Oculogyric crisis, a typical feature of this disorder presented as a long involuntary upward fixed gaze with seizure-like episodes also ceased in all children involved in the trial expect one.

Only 135 children worldwide are affected with this condition and Asian descent people are more likely to get affected. The trial is borrowed from gene delivery techniques used to treat Parkinson’s disease.

Both conditions are associated with deficiencies of AADC, which converts levodopa into dopamine, a neurotransmitter involved in movement, mood, learning and concentration.

“Children with primary AADC deficiency lack a functional copy of the gene, but we had presumed that their actual neuronal pathway was intact,” said co-first author Nalin Gupta, MD, PhD, of the UCSF Department of Neurological Surgery and the surgical principal investigator.

In Parkinson’s disease the neurons producing dopamine undergo degeneration and so the trial is focused on the putamen, a part of the brain that plays a key role in this degeneration.

Whereas in AADC gene therapy trial the neurons in the substantia nigra and ventral tegmental area of the brainstem were targeted for more therapeutic benefits.
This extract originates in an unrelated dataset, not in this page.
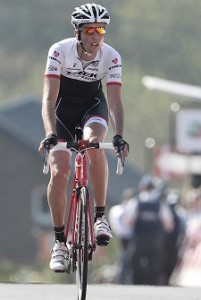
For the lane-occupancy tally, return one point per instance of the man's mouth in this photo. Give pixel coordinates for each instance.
(94, 44)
So, the approach for treating AADC deficiency is more straightforward than Parkinson’s treatment approach.

Patients with AADC deficiency are usually treated with medications used for Parkinson’s disease to increase dopamine, melatonin for sleep disturbances and benzodiazepines to relieve oculogyric crisis for limited success.

During the gene therapy surgery, physicians infuse a benign virus programmed with specific DNA into precisely targeted areas of the brain and monitored using a real-time MRI imaging.

The PET imaging taken after gene therapy trial shows increased AADC activity in brain and elevated concentrations of neurotransmitter metabolites from the cerebrospinal fluid.

In the following months, many children only started to laugh with improved mood but also some started to speak and even walk.

Significant improvements were reported by parents and caregivers in sleep as well as in feeding difficulties. The procedure was tolerated well without adverse effects, but one child died at seven months after surgery.

The researchers are planning to start two new gene therapy trials using the same surgical techniques and viral vector for early Alzheimer’s disease and multiple system atrophy, a rare neurodegenerative disorder.